As an illustration, open the EZNEC example file Cardioid.EZ. Change the
number of segments to 10 per wire for better accuracy. (It can still be
run with the demo program.) Click FF Plot and note the nice cardioid
pattern. Then change the Z coordinates of End 2 of the two wires to 0.47
m to make them nearly anti-resonant, and click FF Plot again. The
pattern deterioration is due to the elements having different current
distributions. Finally, change the source types from I to V. This will
force the voltages, rather than currents, at the antenna bases to be in
the desired ratio. Run FF Plot again. You still won't have the nice
cardioid back, but it's quite an improvement over the pattern with
"correctly" ratioed base currents. The bottom line is that the element
currents are more closely related to the base voltages than the base
currents, when the elements are near anti-resonance (parallel, or half
wave, resonance).

Roy Lewallen, W7EL

Thanks for the clarifications, Roy. Indeed, with my last slightly
cryptic comment about considering that currents might not be in phase,
I was wanting to communicate that you always want to check the
currents on the elements to make sure they do what you want. That's
true no matter how you feed the antenna, though as you say the feed
you use may aid in insuring that the currents stay the way you want.
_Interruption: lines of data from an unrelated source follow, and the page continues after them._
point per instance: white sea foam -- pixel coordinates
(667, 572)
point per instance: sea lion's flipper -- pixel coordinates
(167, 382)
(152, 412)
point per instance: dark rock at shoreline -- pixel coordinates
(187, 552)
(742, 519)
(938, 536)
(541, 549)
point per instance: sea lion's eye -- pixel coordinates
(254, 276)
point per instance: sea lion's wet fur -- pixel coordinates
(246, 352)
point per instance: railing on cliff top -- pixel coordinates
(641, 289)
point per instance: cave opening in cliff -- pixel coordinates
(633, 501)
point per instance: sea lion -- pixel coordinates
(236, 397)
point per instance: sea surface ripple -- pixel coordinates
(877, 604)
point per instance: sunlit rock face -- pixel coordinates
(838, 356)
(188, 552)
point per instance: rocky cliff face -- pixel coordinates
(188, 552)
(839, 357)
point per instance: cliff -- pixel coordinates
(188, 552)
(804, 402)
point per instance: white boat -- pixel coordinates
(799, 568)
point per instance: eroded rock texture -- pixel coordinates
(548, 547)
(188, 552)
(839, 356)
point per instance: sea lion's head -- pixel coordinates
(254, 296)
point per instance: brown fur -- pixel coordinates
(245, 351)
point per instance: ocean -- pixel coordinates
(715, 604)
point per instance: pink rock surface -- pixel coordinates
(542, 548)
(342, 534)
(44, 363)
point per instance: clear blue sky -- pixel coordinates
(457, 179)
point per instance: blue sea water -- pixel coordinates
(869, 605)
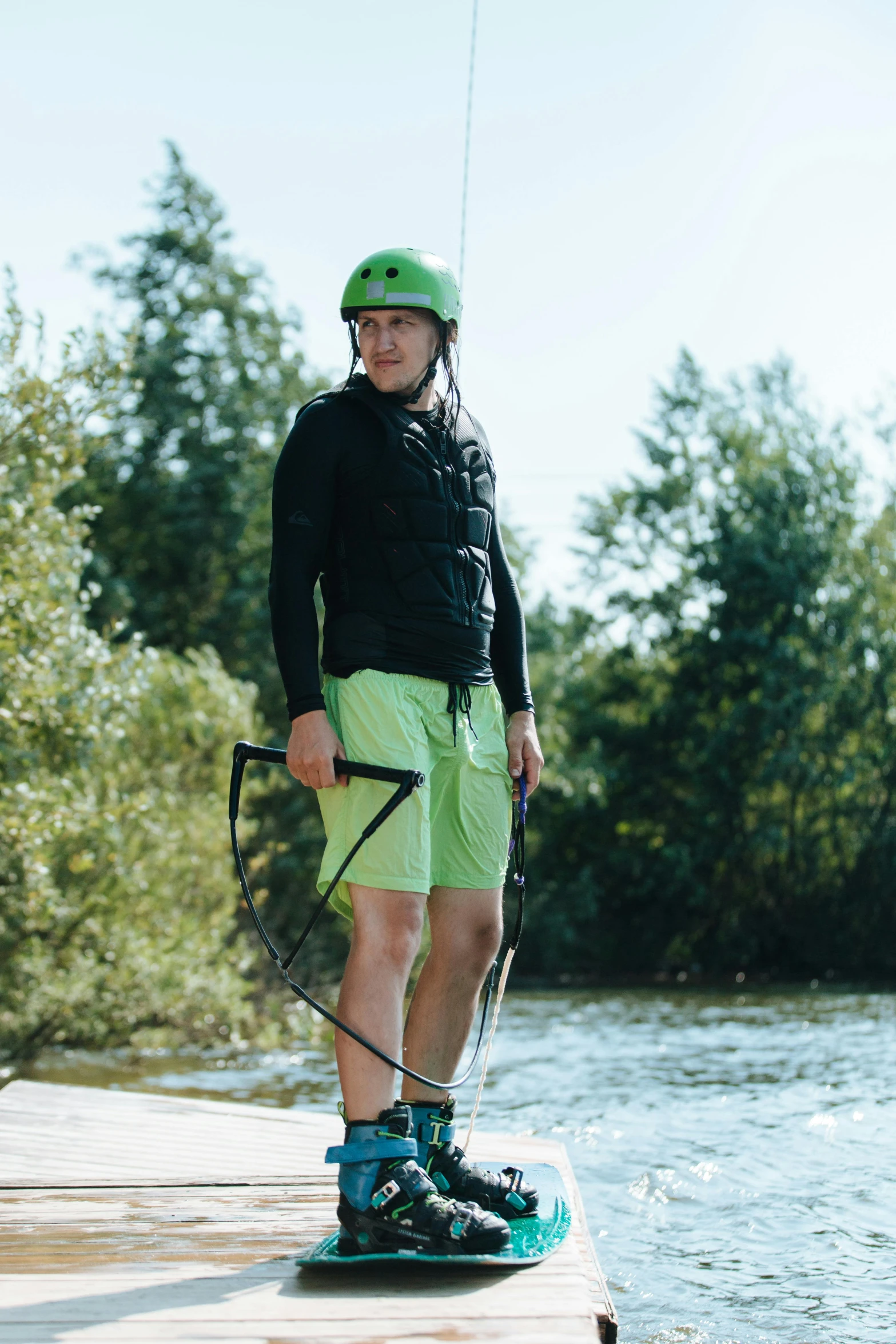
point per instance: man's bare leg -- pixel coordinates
(467, 936)
(386, 937)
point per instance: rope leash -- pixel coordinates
(408, 781)
(517, 851)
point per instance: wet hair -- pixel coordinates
(445, 356)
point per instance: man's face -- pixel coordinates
(397, 346)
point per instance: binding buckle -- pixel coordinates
(385, 1194)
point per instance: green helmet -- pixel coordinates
(402, 277)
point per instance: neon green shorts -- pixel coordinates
(455, 831)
I'm a bit surprised about your comment about the coaxial (fed)
collinear requiring a "pretty delicate balance" between coax
propagation velocity and (presumably) radiating element geometry.
What I've found in my simulations is that I could change the coax vf,
keeping the elements a transmission-line half wave long so that the
feedpoints were all the same in-phase voltage, and the net gain of the
antenna for a given physical length was only slightly affected. I'd
typically see a couple of the elements in a ten element array with
considerably lower current magnitude, but the currents were nearly in-
phase on all the elements, and the pattern was always the desired
"flat pancake". On the other hand, I wasn't trying for any up or down
slope to the pattern, and I can see that things might change in that
case. With the propagation velocities I was using, between 0.66 and
about 0.9, and the element diameters I was using, I suppose the
elements were always shorter than resonance, and the self and mutual
impedances were not changing in any dramatic fashion.

Or, perhaps my model was all screwed up! ;-)

Cheers,
Tom